I've seen that xhtml-inlpres-1.mod is included in the saxon9he.jar. Am I missing something on the classpath, or what might be the reason, that saxon is looking for this file in the wrong place? Any ideas?
Best regards, Kai Weber
Replies (3)
Please register to reply
RE: I don't understand why Saxon is looking for xhtml-inlpres1.mod in XSLT stylesheet's directory - Added by Michael Kay over 11 years ago
I would need to see the files in use to get to the bottom of this. I can't think of any obvious reason.
You appear to be processing an HTML file using the doc function, is that right? I wonder if there's some URI redirection going on that is confusing things.
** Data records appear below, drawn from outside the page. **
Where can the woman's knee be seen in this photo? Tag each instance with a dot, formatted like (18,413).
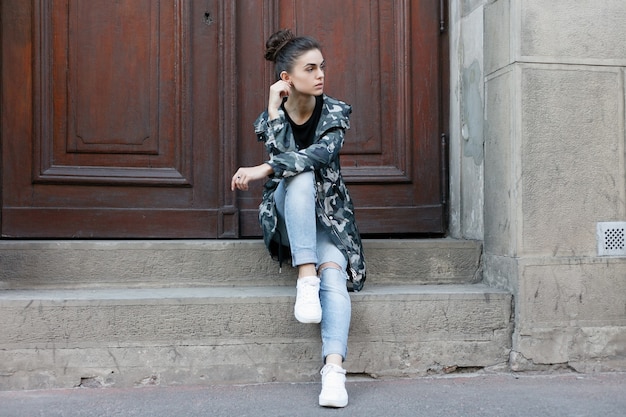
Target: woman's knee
(332,265)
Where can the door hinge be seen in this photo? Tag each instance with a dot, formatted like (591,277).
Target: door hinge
(442,14)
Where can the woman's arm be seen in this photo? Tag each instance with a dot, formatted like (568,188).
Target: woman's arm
(244,175)
(318,155)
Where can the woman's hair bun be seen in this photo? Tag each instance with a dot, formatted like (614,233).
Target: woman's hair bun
(276,42)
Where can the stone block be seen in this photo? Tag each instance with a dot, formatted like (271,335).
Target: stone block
(499,52)
(573,312)
(201,263)
(565,31)
(125,338)
(501,165)
(572,158)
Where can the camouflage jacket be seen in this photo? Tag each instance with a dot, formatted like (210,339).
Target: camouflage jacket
(334,206)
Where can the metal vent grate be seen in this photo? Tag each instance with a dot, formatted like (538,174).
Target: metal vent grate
(611,238)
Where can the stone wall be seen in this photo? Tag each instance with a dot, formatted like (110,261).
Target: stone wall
(554,73)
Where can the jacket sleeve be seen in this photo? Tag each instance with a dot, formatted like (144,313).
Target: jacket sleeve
(318,155)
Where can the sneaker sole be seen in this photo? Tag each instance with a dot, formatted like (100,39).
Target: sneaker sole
(308,320)
(333,403)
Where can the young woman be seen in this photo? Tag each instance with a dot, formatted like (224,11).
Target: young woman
(306,209)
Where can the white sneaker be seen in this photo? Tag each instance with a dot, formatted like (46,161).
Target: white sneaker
(334,392)
(308,308)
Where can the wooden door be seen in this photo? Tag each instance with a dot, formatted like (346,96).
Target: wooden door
(125,119)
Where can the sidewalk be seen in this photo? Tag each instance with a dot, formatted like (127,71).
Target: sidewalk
(458,395)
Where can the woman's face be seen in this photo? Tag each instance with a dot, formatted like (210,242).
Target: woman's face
(307,74)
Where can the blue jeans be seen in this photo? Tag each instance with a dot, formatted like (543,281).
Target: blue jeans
(311,243)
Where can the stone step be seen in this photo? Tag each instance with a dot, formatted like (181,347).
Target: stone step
(207,335)
(197,263)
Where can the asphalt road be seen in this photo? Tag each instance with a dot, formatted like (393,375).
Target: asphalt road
(497,395)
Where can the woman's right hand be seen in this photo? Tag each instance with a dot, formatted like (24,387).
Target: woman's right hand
(279,90)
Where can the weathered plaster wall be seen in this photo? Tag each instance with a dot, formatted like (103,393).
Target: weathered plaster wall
(554,168)
(466,119)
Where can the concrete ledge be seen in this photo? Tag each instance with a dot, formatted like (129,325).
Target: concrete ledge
(53,339)
(198,263)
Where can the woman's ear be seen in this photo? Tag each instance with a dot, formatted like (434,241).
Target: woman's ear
(285,77)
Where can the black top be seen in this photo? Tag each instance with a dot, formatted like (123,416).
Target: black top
(304,134)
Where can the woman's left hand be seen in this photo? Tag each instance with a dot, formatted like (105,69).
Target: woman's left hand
(244,175)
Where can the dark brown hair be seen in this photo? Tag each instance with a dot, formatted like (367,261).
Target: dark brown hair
(283,48)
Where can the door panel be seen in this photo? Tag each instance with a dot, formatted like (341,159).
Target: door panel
(109,147)
(126,118)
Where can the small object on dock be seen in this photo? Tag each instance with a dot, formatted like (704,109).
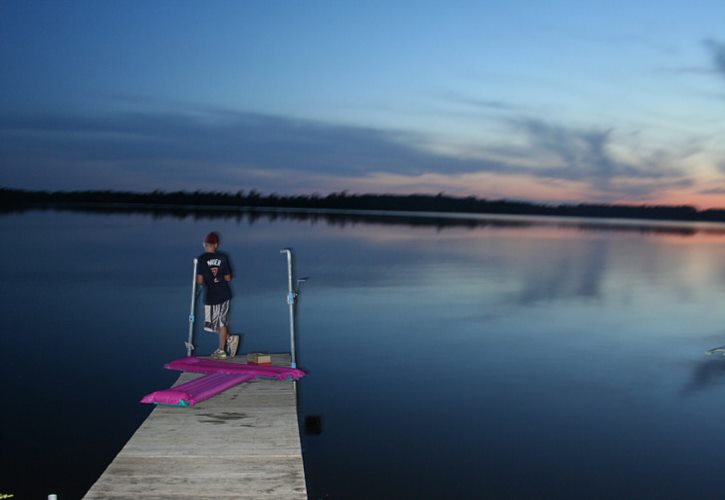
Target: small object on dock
(243,443)
(259,358)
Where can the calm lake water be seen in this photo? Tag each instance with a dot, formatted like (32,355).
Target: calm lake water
(497,358)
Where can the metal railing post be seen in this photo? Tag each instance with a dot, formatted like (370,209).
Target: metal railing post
(291,296)
(189,342)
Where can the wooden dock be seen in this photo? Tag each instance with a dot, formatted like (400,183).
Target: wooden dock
(242,443)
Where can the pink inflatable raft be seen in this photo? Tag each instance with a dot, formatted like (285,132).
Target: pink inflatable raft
(220,376)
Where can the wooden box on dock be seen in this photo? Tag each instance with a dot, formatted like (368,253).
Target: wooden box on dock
(259,358)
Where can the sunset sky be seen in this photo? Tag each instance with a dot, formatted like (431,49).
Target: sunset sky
(556,101)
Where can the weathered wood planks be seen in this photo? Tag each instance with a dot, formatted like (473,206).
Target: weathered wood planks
(243,443)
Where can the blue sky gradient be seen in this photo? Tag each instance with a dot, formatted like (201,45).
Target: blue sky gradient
(562,101)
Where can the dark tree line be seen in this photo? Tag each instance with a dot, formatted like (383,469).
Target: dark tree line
(18,200)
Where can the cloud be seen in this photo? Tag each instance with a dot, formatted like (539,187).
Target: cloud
(584,155)
(717,50)
(211,149)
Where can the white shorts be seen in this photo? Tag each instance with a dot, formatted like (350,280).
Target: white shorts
(216,316)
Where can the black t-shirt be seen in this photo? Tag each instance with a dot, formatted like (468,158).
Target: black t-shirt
(213,267)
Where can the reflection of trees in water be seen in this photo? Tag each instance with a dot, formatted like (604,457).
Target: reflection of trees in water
(344,208)
(344,218)
(707,374)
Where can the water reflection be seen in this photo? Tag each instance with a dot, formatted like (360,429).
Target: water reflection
(563,343)
(707,374)
(441,221)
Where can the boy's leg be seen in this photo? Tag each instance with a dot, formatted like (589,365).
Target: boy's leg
(223,336)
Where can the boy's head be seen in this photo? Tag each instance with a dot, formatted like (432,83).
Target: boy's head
(211,242)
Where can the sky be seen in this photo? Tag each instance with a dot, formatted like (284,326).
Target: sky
(557,102)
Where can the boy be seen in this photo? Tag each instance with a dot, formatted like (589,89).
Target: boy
(215,272)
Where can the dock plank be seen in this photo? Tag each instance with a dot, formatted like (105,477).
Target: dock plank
(242,443)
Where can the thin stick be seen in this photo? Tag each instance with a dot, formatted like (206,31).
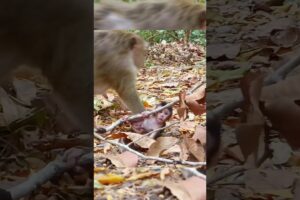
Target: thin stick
(225,174)
(147,134)
(140,115)
(169,161)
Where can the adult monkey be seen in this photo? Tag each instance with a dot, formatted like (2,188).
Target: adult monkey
(117,57)
(55,37)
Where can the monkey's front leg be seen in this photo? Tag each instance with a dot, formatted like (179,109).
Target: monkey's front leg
(130,97)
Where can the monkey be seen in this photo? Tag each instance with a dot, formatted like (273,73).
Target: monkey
(153,122)
(117,57)
(54,37)
(150,14)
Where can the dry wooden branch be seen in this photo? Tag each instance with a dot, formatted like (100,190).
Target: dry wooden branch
(140,115)
(169,161)
(53,168)
(147,134)
(223,175)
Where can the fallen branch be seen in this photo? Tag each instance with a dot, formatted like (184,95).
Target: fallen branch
(140,115)
(195,172)
(169,161)
(147,134)
(53,168)
(225,174)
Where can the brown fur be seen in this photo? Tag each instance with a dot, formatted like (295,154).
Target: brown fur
(117,57)
(55,37)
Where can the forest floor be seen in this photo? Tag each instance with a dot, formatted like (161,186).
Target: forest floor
(173,69)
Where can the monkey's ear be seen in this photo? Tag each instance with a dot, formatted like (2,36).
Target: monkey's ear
(133,41)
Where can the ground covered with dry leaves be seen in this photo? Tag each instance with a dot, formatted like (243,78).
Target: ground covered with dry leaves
(121,174)
(250,43)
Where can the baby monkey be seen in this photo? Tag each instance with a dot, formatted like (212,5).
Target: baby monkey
(153,122)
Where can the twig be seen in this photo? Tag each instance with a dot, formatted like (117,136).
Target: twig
(169,161)
(147,134)
(140,115)
(35,180)
(195,172)
(226,174)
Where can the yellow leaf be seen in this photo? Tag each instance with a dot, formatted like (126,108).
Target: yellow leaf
(111,179)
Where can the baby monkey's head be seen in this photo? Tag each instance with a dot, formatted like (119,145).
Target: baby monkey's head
(165,114)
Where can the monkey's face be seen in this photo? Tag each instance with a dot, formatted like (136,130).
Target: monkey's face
(162,116)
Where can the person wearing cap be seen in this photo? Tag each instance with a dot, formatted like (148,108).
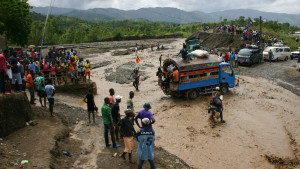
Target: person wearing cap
(145,137)
(108,123)
(115,112)
(145,114)
(127,130)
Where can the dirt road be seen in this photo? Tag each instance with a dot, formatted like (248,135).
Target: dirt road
(262,119)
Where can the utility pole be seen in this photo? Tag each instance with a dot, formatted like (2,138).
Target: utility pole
(260,32)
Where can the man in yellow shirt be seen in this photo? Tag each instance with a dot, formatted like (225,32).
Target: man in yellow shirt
(87,66)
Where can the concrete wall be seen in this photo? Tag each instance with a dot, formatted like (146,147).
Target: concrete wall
(14,113)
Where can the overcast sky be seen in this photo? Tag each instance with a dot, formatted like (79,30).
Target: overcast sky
(279,6)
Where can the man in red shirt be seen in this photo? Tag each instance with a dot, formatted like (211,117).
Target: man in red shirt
(29,86)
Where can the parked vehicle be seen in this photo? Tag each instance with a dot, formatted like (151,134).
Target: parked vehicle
(296,53)
(200,76)
(279,52)
(249,56)
(193,44)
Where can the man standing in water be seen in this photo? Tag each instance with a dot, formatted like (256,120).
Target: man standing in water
(108,123)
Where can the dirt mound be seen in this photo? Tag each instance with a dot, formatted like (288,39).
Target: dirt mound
(217,40)
(122,73)
(15,111)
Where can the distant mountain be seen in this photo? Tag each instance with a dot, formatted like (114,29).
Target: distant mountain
(167,14)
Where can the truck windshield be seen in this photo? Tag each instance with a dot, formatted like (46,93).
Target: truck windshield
(227,69)
(244,52)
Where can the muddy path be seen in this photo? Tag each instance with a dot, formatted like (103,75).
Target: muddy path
(282,73)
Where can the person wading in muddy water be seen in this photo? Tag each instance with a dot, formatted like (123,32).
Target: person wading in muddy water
(127,130)
(91,106)
(136,76)
(115,112)
(108,123)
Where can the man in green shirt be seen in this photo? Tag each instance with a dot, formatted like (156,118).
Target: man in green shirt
(41,88)
(108,123)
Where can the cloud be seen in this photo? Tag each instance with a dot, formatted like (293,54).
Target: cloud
(279,6)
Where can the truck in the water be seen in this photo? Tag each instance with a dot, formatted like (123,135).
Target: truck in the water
(200,76)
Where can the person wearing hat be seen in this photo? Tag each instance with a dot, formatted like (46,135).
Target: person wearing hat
(108,123)
(145,114)
(145,137)
(115,112)
(127,131)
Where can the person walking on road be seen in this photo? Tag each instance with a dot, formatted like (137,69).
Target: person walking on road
(270,56)
(50,91)
(145,137)
(108,123)
(145,114)
(128,132)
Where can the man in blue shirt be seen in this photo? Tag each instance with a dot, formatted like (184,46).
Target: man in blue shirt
(145,137)
(50,91)
(145,114)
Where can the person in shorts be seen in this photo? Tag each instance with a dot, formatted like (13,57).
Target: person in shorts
(127,130)
(50,91)
(40,80)
(91,106)
(81,69)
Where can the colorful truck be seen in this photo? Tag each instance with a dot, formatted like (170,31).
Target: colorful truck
(200,76)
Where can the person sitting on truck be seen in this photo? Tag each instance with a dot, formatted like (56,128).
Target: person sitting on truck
(217,102)
(175,75)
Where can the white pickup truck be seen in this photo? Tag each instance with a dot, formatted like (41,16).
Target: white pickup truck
(296,53)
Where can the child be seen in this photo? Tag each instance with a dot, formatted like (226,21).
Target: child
(128,132)
(89,100)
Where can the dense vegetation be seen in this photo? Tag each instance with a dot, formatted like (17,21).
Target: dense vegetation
(15,21)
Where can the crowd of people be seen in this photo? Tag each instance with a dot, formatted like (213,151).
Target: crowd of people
(122,129)
(59,65)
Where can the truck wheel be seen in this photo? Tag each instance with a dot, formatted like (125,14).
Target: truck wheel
(193,94)
(224,88)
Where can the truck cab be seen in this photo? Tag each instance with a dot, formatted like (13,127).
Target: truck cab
(200,76)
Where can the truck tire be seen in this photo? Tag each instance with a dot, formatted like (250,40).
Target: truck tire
(193,94)
(224,88)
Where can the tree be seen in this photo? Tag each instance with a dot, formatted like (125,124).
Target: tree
(15,20)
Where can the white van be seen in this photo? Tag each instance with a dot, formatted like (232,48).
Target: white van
(279,53)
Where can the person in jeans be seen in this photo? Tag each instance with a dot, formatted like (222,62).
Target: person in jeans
(3,70)
(145,151)
(15,71)
(108,123)
(30,86)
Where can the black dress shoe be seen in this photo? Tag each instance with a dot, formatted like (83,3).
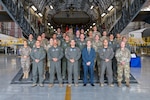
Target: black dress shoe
(84,84)
(92,85)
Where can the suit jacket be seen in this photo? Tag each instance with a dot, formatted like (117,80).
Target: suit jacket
(88,56)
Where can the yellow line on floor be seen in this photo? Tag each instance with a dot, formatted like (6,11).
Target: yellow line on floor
(68,93)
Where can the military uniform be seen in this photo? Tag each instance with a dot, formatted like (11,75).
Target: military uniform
(72,53)
(25,62)
(104,37)
(106,53)
(64,45)
(123,56)
(97,45)
(31,43)
(38,68)
(55,52)
(112,44)
(94,33)
(81,45)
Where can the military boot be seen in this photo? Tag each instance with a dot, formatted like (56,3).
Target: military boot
(127,84)
(119,84)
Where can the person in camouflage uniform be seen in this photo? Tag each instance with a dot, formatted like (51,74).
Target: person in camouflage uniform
(25,59)
(97,44)
(81,43)
(95,31)
(123,60)
(64,45)
(72,54)
(38,56)
(31,41)
(106,54)
(55,54)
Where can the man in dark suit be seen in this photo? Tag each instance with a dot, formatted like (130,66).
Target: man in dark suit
(88,56)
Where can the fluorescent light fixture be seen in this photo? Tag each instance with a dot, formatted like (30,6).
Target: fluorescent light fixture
(92,7)
(102,15)
(33,7)
(48,24)
(40,14)
(51,7)
(110,8)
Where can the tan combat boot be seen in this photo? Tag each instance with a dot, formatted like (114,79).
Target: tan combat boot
(127,84)
(119,84)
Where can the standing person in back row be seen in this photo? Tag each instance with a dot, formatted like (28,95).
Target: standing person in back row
(55,54)
(88,56)
(72,54)
(38,55)
(106,54)
(123,60)
(25,59)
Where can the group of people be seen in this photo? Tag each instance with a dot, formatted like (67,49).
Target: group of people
(67,54)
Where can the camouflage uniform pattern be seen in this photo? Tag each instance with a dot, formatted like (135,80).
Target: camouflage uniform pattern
(25,62)
(123,56)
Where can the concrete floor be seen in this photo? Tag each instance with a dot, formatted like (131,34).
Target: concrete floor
(10,65)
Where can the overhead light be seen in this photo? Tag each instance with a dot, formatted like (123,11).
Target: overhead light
(110,8)
(49,24)
(34,8)
(51,7)
(40,14)
(102,15)
(92,7)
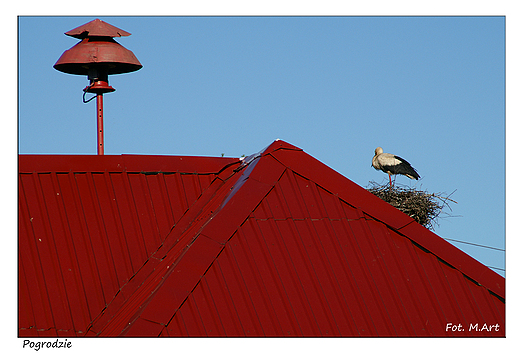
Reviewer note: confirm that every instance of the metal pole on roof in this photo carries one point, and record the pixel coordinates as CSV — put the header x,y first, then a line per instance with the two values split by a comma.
x,y
97,55
99,107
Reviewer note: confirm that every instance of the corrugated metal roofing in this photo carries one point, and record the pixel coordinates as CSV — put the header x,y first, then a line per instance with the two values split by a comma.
x,y
279,244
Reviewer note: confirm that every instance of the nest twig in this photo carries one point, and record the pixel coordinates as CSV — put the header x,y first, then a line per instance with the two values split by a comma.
x,y
422,206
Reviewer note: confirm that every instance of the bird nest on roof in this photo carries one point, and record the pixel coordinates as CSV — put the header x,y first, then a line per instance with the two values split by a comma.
x,y
423,207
Saxon of course doesn't retrieve the external entities referenced by the DTD itself; this is done by the XML parser, but it does it using an EntityResolver that Saxon supplies. It's the XML parser, however, that is responsible for determining the base URI (that is, the location in which to look for the file). Ideally it would be the parser's job to hold copies of well-known entities to avoid fetching them from the (unresponsive) W3C site, rather than this being done at the Saxon level. What Saxon does it to supply an EntityResolver which the XML parser uses to resolve references. The most common reason for this going wrong is that a file is parsed whose base URI is unknown.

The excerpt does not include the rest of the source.